By providing policy-based security guardrails, NVIDIA aims to turn standard enterprise applications into “Agent-as-a-Service” platforms immediately.

Physical AI and Project GR00T N

Huang’s keynote also showcased a massive leap in robotics through Project GR00T N, a new foundation model for humanoid robots that enables “zero-shot” learning of complex physical tasks. Coupled with the NVIDIA Cosmos world model, robots can now simulate and validate behaviors in the Omniverse digital twin environment before being deployed in the real world.

This initiative is intended to transform every industrial company into a robotics company, with deployment cycles for new models expected to begin in late 2026.

Future Roadmap: Feynman Architecture

Meanwhile, Huang also teased on what the future would look like as he teased the roadmap details for the Feynman architecture, which is slated for production in 2028.

Feynman will feature the Rosa CPU and introduce co-packaged optics (CPO) to the mainstream, aiming to bridge the gap between electrical signaling and the speed of light. This 1.6nm-class architecture is designed to handle the exponential growth of “Reasoning AI” that Huang predicts will dominate the end of the decade.

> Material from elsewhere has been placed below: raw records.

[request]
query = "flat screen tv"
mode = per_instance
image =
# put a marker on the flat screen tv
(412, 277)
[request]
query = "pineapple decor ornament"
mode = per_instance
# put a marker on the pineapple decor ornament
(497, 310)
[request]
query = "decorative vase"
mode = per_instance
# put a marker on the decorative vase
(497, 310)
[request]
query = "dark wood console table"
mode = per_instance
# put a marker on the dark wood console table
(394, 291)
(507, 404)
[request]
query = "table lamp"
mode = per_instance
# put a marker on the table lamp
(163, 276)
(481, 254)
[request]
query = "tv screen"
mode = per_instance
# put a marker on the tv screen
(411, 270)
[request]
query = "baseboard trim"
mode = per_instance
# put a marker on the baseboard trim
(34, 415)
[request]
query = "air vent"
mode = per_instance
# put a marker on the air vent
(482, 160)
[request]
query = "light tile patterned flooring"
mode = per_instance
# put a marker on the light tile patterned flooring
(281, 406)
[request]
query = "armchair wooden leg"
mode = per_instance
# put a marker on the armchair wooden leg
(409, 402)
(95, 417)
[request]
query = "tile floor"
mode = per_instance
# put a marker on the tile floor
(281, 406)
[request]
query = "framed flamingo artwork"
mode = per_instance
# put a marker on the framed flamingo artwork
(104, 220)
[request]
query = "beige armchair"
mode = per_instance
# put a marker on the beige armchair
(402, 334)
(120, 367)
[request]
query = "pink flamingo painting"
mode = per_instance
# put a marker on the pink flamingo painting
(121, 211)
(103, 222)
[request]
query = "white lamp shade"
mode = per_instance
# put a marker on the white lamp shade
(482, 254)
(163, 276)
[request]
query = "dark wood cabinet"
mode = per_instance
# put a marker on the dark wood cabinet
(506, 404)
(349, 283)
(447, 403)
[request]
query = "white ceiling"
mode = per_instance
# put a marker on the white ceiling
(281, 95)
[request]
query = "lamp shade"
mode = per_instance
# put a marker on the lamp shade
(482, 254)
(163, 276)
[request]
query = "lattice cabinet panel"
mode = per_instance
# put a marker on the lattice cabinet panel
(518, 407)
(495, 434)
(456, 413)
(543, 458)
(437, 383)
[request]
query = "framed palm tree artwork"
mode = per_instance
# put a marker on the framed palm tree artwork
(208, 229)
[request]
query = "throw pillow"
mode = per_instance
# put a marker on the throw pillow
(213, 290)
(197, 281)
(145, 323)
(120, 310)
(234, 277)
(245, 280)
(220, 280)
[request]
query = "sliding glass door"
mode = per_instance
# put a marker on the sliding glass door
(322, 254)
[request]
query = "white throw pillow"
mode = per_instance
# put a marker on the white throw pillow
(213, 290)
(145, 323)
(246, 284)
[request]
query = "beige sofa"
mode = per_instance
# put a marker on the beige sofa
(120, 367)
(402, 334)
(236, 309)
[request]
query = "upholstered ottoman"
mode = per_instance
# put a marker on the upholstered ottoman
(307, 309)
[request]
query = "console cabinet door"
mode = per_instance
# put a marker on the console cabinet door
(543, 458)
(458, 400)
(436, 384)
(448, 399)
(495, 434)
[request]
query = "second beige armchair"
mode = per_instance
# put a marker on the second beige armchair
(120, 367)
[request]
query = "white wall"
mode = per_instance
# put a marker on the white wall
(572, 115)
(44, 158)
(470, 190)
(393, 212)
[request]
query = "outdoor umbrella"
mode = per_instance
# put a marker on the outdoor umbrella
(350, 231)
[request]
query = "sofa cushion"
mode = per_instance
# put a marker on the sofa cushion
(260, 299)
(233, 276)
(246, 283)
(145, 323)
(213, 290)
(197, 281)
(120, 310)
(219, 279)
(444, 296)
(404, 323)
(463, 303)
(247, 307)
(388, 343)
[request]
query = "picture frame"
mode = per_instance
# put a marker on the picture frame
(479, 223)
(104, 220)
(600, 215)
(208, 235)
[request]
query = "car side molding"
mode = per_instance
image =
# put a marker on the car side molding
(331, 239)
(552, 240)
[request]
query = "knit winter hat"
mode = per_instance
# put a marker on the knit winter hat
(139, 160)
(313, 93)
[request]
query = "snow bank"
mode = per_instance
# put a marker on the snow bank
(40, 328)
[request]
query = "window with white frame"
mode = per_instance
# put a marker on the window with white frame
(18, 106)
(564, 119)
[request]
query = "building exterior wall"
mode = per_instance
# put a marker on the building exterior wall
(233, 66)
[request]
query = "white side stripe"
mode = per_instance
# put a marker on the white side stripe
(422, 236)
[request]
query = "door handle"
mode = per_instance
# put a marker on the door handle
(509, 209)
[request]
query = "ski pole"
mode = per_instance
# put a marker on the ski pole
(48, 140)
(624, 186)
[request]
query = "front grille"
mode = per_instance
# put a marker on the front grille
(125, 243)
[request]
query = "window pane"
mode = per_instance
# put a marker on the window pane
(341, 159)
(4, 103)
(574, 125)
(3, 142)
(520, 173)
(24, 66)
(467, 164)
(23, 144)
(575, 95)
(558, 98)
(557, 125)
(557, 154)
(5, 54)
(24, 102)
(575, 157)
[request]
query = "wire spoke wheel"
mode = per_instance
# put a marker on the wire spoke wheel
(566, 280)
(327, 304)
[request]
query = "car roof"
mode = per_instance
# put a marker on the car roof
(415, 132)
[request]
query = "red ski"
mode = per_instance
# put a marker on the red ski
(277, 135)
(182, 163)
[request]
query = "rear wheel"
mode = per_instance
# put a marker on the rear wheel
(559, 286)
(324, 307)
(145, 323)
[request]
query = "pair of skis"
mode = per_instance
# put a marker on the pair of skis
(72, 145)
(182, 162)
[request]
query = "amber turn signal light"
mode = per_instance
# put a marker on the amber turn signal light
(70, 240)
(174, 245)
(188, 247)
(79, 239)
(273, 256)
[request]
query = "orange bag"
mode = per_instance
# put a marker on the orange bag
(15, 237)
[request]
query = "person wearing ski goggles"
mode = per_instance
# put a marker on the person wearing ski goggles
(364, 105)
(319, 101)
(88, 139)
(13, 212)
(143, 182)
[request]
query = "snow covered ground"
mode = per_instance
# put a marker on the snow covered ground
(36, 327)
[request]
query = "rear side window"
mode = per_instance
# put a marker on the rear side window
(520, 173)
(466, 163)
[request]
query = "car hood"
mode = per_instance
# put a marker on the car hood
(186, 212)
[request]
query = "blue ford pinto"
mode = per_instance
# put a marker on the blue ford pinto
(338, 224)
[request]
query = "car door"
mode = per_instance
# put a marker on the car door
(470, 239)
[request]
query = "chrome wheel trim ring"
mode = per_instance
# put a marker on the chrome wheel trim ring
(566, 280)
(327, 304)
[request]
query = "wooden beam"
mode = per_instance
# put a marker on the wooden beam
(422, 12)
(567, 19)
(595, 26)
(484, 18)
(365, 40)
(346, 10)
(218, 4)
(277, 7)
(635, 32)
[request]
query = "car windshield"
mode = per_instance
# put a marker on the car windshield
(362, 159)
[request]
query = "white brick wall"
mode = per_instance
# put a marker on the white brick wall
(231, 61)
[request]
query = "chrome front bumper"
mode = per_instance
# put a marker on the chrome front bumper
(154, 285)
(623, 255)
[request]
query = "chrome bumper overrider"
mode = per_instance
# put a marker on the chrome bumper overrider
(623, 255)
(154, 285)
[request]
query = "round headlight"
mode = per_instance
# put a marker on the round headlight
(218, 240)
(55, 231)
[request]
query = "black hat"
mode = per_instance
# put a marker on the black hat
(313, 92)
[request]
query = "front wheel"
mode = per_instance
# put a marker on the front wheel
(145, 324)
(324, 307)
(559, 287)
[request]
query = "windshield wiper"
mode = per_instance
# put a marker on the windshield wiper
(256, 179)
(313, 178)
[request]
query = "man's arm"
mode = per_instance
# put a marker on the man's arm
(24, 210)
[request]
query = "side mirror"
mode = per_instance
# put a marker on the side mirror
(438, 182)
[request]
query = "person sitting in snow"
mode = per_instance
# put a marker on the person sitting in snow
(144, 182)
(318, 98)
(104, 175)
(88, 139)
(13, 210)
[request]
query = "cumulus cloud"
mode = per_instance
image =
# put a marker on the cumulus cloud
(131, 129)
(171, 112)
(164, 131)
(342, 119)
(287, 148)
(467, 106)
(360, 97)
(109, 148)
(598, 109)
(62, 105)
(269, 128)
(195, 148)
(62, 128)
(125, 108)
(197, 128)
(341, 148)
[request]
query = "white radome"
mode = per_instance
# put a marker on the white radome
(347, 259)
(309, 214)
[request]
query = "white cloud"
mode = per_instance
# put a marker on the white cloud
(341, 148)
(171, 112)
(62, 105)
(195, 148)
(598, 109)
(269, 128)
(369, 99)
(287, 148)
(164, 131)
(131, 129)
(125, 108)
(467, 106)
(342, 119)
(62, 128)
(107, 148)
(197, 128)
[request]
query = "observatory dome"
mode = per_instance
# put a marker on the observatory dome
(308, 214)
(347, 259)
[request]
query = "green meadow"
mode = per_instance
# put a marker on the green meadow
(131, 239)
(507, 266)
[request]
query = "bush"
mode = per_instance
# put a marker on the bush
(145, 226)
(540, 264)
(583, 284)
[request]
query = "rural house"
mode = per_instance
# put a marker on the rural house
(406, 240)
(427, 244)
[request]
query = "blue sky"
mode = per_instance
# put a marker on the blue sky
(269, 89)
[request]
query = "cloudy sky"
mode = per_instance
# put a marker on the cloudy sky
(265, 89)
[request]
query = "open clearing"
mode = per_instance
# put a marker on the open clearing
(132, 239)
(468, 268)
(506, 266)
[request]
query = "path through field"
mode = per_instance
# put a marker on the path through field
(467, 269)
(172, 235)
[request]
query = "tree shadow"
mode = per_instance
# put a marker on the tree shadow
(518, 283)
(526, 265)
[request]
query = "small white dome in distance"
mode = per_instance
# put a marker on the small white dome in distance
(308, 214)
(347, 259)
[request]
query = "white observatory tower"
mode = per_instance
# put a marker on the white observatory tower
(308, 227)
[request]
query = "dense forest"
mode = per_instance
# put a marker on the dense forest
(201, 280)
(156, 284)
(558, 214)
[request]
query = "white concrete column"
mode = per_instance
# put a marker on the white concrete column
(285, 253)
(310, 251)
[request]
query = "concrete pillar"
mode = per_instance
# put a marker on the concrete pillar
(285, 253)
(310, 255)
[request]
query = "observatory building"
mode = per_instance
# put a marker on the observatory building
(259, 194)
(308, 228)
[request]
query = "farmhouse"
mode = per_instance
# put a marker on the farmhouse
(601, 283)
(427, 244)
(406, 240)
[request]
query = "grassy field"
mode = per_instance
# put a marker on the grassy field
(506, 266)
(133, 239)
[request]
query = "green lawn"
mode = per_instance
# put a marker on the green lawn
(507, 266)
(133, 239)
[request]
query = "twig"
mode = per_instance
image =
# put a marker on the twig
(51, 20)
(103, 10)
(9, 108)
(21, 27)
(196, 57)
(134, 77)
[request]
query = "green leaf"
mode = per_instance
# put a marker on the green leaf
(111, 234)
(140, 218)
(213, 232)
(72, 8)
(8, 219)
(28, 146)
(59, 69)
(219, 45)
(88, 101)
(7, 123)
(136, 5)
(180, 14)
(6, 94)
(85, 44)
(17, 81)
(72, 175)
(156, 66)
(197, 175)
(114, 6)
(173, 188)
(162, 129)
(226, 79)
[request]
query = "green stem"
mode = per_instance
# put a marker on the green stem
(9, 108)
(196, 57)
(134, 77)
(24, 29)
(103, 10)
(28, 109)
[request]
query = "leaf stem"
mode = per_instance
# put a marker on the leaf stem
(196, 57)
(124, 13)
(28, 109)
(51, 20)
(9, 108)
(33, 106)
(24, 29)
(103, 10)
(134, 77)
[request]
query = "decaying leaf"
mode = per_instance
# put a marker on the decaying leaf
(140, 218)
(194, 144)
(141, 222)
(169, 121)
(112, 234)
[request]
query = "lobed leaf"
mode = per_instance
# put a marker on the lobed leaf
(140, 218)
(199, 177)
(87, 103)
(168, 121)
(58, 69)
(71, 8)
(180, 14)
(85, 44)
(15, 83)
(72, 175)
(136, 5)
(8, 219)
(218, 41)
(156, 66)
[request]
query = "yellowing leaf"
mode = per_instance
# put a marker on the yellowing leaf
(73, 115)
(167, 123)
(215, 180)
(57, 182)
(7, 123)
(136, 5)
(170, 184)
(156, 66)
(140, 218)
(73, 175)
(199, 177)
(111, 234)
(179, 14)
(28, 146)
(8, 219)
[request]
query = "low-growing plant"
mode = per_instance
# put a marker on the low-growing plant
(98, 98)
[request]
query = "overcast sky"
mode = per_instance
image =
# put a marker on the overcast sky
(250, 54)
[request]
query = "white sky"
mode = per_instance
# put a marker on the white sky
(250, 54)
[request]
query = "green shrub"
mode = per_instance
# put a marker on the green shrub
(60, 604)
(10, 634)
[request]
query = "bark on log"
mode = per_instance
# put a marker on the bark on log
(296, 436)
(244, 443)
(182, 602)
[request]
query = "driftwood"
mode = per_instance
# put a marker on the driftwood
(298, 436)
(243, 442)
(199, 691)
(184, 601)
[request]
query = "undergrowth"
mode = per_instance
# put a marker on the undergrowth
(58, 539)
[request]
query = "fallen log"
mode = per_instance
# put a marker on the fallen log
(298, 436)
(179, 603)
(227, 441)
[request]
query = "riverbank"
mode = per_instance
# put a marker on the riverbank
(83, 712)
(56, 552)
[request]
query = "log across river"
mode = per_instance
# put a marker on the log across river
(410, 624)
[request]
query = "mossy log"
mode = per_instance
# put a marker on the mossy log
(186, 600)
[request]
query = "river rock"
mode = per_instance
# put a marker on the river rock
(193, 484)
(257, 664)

At this year’s edition of GTC, Huang doubled his previous revenue projections of the AI market. Specifically, he noted a massive surge in demand for real-time AI inference across global industries, giving a more definitive outlook on the future of the AI era.

“Inference is your workloads and tokens are your new commodity. We have reached that moment…inference inflection has arrived and from this point forward, everything that moves will eventually be autonomous.”